Antonio tomó el micrófono y miró a la multitud. Había periodistas, políticos, empresarios, pero sobre todo estaban las familias que habitarían aquellos apartamentos que miraban su nuevo futuro con ojos llenos de esperanza. Contó su historia. habló de la empresa que había quebrado del descenso hacia la calle, de los años de frío y hambre. Habló de aquella mañana en la pastelería, de la humillación y luego del milagro, y dijo que lo que le había pasado a él podía pasarle a cualquiera.

Nadie era inmune a la mala suerte, pero todos merecían una segunda oportunidad. miró a Carlos y dijo que un hombre rico le había enseñado que la verdadera riqueza no se mide en dinero, se mide en humanidad, en compasión, en la capacidad de ver a las personas más allá de sus circunstancias. Carlos le había dado más que un trabajo y una casa. Le había devuelto la dignidad. Carmen lloraba silenciosamente, sosteniendo la mano de su marido.

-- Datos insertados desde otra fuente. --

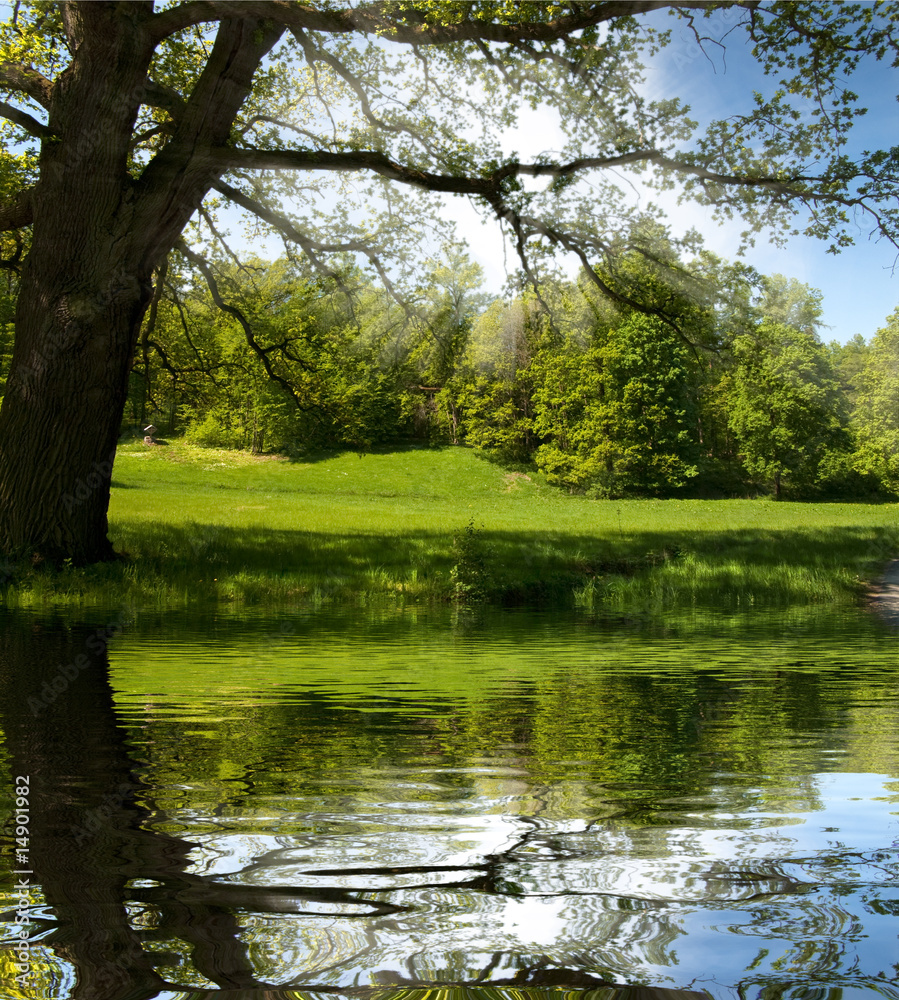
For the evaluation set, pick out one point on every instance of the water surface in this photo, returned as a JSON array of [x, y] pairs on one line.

Carlos se secaba los ojos intentando mantener la compostura.

Antonio concluyó diciendo que cada persona en la multitud, rica o pobre, tenía el poder de cambiar la vida de alguien. bastaba un gesto de amabilidad, un momento de atención, la disposición a ver a quién era invisible e invitó a todos a usar ese poder cada día, de todas las formas posibles. El aplauso que siguió fue ensordecedor. Aquella noche, después de las ceremonias, después de las entrevistas, después de los apretones de manos, Antonio, Carmen y Carlos se encontraron juntos en el pequeño apartamento del hotel.

se había convertido en una tradición. Aquellas noches tranquilas donde tres amigos improbables compartían historias y risas. Carlos dijo que Lucía estaría orgullosa, que finalmente sentía que hacía algo significativo con su vida, algo que iba más allá del beneficio y el éxito personal. Antonio sonrió y dijo que todo había empezado con una tarta, una tarta que nunca había conseguido comprar. Carmen rió y dijo que era la tarta más cara de la historia. Había comprado una amistad, una nueva vida y ahora estaba comprando casas para cientos de familias.

Carlos rió también. Luego se puso serio y dijo algo que llevaba tiempo pensando. Dijo que Antonio le había salvado la vida aquel día en la pastelería, no al revés, porque Carlos se estaba ahogando en la soledad y la inutilidad, y Antonio le había mostrado una forma diferente de vivir. Los tres permanecieron en silencio durante un momento, contemplando el viaje increíble que habían hecho juntos. Luego, Carmen se levantó y fue a la cocina. Volvió con una tarta sencilla hecha en casa, nada comparable a aquella de 350 € pero la había preparado ella con amor para celebrar el aniversario de la inauguración de la fundación.